The microphone buzzed with interference as Eivii stepped forward, her boots clicking against the cantina floor. She wore her usual gear as if she'd only stopped by on her way to collect a bounty. Her expression was unreadable, save for the tight line of her lips and the faint flicker of restrained impatience.

She didn't bother to adjust the mic.

“I’m Elae'ivi'ilomer. Eivii,” she said flatly. “Some of you know me professionally. Some of you owe me credits. And one of you—Duro Dan—owed me fifteen hundred credits thanks to a busted cooler unit filled with electrolyte drink syrup.”

A few awkward chuckles rippled through the crowd. Eivii didn’t acknowledge them. Her eyes flicked briefly toward the makeshift memorial where Dan’s portrait grinned through a haze of neon garland.

“This is the third time I’ve gotten news that Dan was ‘dead.’ First time, it was a warehouse explosion—he turned up three days later selling novelty bandages made to look like burn scars. Second time, he mailed out his own memorial cards with a coupon for discounted juri juice. Now it’s a trash compactor. Honestly? I’m not convinced he’s not sitting in the back right now wearing a fake mustache and writing down who showed up.”

She let the silence settle for a moment. Her arms remained folded, and she didn’t soften her stance.

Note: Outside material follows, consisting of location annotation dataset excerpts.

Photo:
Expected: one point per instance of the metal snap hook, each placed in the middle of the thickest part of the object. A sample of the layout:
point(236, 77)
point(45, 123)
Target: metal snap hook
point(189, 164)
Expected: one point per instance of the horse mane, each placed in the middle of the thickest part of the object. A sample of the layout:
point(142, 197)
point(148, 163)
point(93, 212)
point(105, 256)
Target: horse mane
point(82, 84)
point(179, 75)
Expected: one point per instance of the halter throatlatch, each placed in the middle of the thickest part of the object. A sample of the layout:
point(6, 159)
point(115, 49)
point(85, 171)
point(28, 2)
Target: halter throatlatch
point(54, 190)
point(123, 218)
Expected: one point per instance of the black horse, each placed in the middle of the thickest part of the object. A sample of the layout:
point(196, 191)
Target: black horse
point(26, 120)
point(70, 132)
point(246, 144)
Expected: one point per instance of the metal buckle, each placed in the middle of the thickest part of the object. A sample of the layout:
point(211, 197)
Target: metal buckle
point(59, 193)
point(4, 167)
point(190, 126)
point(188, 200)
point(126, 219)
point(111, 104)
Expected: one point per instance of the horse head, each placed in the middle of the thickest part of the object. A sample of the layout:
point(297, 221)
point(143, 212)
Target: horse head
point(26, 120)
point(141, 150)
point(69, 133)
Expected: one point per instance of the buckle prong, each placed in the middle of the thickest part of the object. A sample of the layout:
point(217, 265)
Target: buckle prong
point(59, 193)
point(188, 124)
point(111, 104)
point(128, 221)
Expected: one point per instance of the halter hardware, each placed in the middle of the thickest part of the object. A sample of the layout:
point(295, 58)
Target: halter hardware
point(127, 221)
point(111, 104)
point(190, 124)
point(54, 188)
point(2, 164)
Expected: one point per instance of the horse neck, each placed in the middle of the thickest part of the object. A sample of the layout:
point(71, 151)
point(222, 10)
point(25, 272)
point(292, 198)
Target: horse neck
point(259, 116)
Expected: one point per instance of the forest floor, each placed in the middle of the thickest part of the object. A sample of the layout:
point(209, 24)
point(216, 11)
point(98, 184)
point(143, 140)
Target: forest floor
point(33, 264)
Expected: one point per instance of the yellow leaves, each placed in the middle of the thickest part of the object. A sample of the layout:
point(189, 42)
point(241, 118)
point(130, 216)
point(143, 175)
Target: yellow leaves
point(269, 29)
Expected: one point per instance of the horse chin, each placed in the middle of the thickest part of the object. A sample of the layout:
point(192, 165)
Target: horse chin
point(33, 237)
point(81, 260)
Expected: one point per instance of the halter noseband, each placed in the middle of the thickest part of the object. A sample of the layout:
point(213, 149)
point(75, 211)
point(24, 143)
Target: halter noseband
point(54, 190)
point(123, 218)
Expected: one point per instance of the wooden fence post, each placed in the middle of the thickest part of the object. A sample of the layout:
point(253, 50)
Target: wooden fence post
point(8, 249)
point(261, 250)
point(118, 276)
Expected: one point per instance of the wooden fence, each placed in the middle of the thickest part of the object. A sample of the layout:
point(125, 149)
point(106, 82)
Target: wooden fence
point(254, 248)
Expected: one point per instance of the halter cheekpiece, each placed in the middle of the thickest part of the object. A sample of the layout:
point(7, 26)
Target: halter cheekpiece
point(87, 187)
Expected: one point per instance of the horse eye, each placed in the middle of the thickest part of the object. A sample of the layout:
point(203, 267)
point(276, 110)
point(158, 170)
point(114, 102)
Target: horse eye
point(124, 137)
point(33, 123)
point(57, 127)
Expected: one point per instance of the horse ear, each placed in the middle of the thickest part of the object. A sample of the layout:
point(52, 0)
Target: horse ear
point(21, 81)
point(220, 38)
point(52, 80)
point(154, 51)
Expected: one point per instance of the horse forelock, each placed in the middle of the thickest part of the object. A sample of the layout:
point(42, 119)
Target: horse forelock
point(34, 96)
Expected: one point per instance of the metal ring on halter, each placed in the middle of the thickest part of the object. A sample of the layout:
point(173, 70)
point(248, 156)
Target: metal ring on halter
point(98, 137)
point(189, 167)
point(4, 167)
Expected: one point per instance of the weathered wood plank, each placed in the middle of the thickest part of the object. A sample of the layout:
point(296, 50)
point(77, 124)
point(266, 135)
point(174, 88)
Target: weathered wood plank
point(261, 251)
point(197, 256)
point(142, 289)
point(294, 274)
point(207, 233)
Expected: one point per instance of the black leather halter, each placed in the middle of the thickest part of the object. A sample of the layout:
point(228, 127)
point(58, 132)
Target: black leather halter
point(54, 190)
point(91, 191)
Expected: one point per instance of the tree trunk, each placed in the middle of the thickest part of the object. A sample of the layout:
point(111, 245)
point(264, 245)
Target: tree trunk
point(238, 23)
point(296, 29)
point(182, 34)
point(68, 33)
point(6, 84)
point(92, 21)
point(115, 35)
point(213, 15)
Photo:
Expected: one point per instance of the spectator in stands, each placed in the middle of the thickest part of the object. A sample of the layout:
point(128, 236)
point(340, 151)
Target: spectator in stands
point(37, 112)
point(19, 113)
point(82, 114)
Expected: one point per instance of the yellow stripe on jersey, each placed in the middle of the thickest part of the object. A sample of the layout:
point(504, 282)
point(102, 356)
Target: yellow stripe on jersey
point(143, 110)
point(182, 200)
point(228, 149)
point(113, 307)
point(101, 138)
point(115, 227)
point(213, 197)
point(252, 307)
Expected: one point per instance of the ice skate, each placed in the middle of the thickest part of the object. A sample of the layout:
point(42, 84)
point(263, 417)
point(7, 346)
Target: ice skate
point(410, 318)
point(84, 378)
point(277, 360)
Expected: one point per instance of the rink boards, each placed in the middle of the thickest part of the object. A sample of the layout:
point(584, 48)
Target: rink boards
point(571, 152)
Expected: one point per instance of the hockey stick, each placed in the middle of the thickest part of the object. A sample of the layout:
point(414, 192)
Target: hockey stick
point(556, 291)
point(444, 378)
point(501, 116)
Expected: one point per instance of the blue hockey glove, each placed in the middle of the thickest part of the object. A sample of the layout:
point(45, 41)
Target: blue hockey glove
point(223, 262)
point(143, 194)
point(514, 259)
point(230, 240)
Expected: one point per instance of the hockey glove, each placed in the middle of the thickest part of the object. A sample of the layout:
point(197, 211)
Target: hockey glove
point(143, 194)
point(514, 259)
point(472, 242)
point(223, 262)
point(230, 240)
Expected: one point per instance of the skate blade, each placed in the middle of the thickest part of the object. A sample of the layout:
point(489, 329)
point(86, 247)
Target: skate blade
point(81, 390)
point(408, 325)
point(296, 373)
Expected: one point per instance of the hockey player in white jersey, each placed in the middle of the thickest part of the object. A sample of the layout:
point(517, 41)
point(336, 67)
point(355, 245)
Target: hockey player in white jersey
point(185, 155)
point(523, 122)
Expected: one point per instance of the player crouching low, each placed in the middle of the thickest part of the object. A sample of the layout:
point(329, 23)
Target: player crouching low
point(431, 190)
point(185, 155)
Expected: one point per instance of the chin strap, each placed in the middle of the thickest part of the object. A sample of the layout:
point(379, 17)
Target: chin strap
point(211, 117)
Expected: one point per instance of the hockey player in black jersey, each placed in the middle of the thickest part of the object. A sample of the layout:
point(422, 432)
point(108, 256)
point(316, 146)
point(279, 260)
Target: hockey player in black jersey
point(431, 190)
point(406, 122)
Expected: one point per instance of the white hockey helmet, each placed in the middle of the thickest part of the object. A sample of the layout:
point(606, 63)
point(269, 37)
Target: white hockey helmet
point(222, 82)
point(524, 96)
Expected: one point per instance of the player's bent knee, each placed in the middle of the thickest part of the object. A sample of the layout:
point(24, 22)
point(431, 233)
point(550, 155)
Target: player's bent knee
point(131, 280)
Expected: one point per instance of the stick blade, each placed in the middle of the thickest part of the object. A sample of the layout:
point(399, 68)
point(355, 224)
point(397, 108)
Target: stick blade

“But if—if—this one is real, then I suppose I should say something resembling a goodbye. Dan was irritating. He was pushy. He had the kind of smile that made you check your wallet. And he had absolutely no concept of personal space.”

Her gaze dropped slightly, and she exhaled through her nose. Not quite a laugh—closer to resignation.

“But dank farrik, could he sell. I saw him pitch ‘Devaronian-scented mist’ to a Twi’lek spa chain. I watched him convince a spice dealer that his drink line was ‘an herbal supplement with legal ambiguity.’ He once told me—me! that my relationship could be fixed with a warm can of Fizzm Juri Juice. The gall.”

Eivii shook her head. Her voice never once cracked or rose. But her eyes lingered on Dan’s portrait a moment longer before she stepped back.

“If you’re actually dead this time, Dan… goodbye. And if you’re not—if this is another one of your stunts—then congratulations, you'll wish you were when I'm through with you. You still owe me fifteen hundred credits.”

Without another word, she turned from the mic and walked off the stage.